Clinical Outcome of Partial Reduction And Interbody Fusion For High Grade L5–S1 Spondylolisthesis using the modified SRS Outcomes Instrument

Jason Smith. MD,
Vedat Deviren, MD,
Arash Emami, MD,
Frank Kleinstueck, MD,
David Bradford. MD
UCSF, San Francisco, CA, USA

INTRODUCTION:
In situ posterior interbody fusion with fibula allograft has improved the fusion rates for patients with high–grade spondylolisthesis. However, patients may be left with significant residual deformity. The use of this technique in conjunction with partial reduction has not been reported. We report the clinical and radiographic outcome of partial reduction followed by interbody fusion in a group of patients with high–grade slips, utilizing the Modified SRS Outcome Instrument.

MATERIALS AND METHODS:
Twelve consecutive patients have undergone partial reduction followed by posterior fibula interbody fusion for high–grade spondylolisthesis. Nine patients have had at least 24 month follow up, and are reported on here. Average age at the time of surgery was 27 years (range 8 to 51), and the average follow–up was 43 months (24 to 72). Pre–operatively eight patients had low back pain, seven patients had radiating leg pain, and five patients had hamstring tightness. The average Meyerding grade pre–operatively was 4.1 (range III–V). Charts and radiographs were reviewed, and outcome data were collected by the confidential use of the modified SRS outcomes instrument.

RESULTS:
According to the modified SRS Outcomes Instrument, all patients were either extremely or somewhat satisfied, average score 4.6 out of 5. The average mental health, function, self–image, and pain scores were respectively: 3.7, 3.6, 3.6, and 3.5 out of 5. The average grand total score was 74%. Two patients who had multiple previous surgeries had lower scores than the rest of the group. The slip angle, as measured from the superior endplate of L5, improved from 23 degrees (–5 to 42) pre–operatively to 7 degrees (–13 to 32) post–operatively. Two patients who were not initially instrumented suffered fractures of their interbody grafts. Both of these patients had repair of the pseudarthrosis with placement of pedicle screw instrumentation, with subsequent fusion. All patients ultimately achieved solid fusion. There were no permanent neurologic deficits caused by surgery.

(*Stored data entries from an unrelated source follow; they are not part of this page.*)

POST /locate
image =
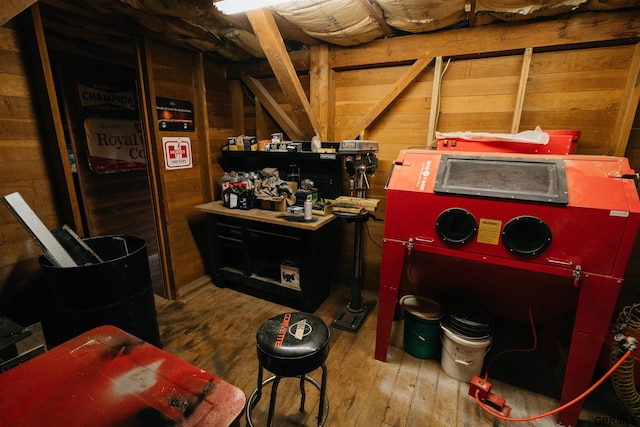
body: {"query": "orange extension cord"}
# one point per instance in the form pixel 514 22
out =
pixel 490 411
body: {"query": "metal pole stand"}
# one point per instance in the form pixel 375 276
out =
pixel 351 317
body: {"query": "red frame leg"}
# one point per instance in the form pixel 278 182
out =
pixel 390 274
pixel 596 304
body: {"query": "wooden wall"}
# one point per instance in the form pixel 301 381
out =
pixel 26 168
pixel 171 73
pixel 575 79
pixel 578 78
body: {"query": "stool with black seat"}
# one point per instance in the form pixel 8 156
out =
pixel 291 345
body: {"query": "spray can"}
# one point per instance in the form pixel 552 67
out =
pixel 308 215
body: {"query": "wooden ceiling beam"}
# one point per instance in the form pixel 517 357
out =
pixel 628 107
pixel 377 16
pixel 11 8
pixel 270 104
pixel 273 46
pixel 398 87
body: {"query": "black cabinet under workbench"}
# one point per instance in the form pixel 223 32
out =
pixel 273 255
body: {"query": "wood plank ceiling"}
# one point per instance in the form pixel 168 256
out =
pixel 276 33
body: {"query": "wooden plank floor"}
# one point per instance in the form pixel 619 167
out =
pixel 214 328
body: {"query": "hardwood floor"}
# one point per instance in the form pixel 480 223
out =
pixel 214 329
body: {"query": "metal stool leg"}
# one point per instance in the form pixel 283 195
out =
pixel 323 402
pixel 302 393
pixel 323 391
pixel 272 403
pixel 259 388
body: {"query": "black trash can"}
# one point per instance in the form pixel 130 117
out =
pixel 117 291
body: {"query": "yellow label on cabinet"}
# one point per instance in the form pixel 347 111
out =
pixel 489 231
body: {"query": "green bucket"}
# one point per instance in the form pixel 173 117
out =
pixel 421 337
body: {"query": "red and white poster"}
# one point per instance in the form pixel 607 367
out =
pixel 114 145
pixel 177 152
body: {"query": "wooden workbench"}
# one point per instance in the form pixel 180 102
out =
pixel 277 256
pixel 270 217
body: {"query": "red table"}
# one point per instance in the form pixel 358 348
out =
pixel 109 377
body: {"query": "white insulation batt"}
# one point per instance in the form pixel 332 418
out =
pixel 338 22
pixel 345 23
pixel 418 16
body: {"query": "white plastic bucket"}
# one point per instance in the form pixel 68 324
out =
pixel 462 358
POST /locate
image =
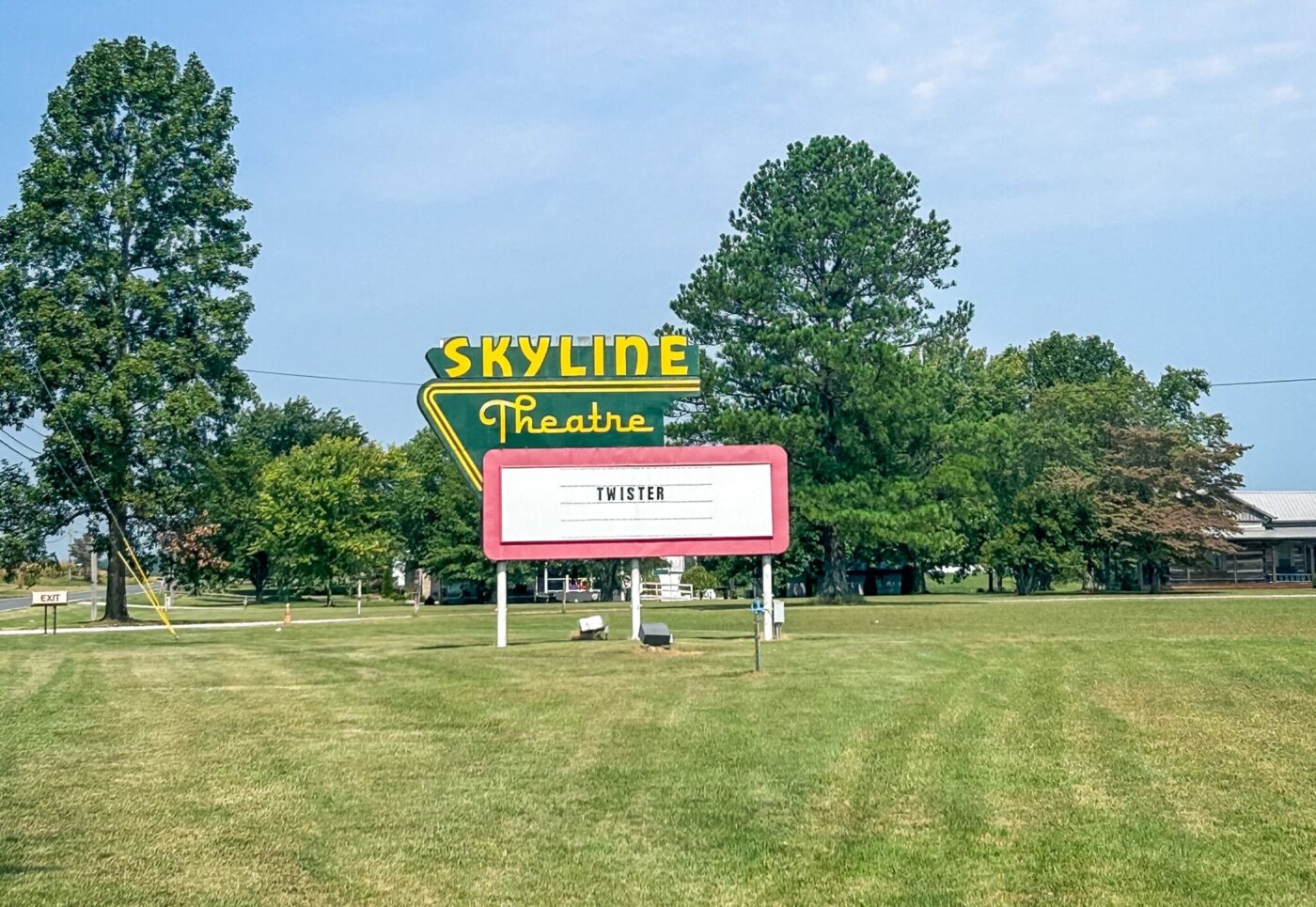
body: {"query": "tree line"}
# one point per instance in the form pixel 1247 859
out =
pixel 122 315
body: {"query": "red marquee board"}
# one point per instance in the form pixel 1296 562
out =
pixel 575 503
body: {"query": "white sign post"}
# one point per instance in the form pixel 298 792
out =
pixel 48 602
pixel 502 604
pixel 634 598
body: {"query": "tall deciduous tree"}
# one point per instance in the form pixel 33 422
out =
pixel 809 305
pixel 121 274
pixel 262 433
pixel 1165 496
pixel 325 511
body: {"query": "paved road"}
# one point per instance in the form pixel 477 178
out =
pixel 81 595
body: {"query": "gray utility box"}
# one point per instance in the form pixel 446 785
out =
pixel 655 634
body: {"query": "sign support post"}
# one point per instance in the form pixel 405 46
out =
pixel 502 604
pixel 634 598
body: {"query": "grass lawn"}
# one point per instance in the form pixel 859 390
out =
pixel 1132 751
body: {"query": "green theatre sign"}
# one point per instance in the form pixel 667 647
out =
pixel 535 393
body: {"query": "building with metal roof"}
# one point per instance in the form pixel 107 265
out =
pixel 1276 542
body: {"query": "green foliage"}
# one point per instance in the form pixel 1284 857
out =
pixel 262 433
pixel 325 512
pixel 121 274
pixel 809 305
pixel 700 578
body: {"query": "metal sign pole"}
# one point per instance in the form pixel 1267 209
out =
pixel 759 650
pixel 502 604
pixel 634 598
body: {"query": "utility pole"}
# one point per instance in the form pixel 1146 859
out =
pixel 92 574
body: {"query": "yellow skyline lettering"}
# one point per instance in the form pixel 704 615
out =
pixel 622 342
pixel 569 368
pixel 494 352
pixel 535 353
pixel 671 349
pixel 461 362
pixel 516 414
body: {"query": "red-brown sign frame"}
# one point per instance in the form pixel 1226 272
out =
pixel 576 549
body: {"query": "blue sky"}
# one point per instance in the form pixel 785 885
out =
pixel 1141 171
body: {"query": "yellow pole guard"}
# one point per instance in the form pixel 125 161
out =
pixel 145 584
pixel 141 574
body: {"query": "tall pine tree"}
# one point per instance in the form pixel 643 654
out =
pixel 812 305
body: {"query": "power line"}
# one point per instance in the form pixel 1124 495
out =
pixel 1262 381
pixel 20 441
pixel 16 450
pixel 355 381
pixel 412 383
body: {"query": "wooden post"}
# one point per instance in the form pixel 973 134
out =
pixel 502 604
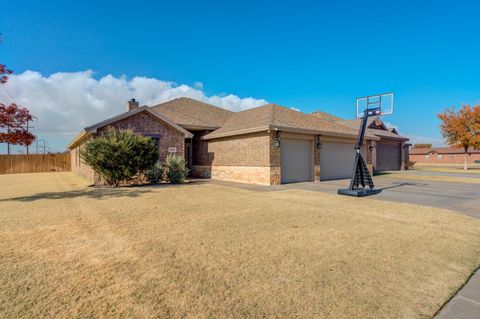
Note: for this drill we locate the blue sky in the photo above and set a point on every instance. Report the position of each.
(307, 55)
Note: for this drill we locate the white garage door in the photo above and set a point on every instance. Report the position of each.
(296, 160)
(336, 160)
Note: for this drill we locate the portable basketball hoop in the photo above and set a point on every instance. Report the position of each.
(373, 105)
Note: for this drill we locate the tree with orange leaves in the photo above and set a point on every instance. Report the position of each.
(13, 118)
(461, 129)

Two patients had transient EHL weakness.

CONCLUSIONS:
With average 43 months follow–up, all of our patients were either extremely satisfied or somewhat satisfied with the results of surgery. Revision surgery provides less reliable results. Without instrumentation the stress experienced by the structural graft after partial reduction risks fracture. According to the clinical and radiographic results of this study, we recommend partial reduction, posterior interbody fusion with pedicle screw instrumentation for patients with high–grade spondylolisthesis at L5–S1.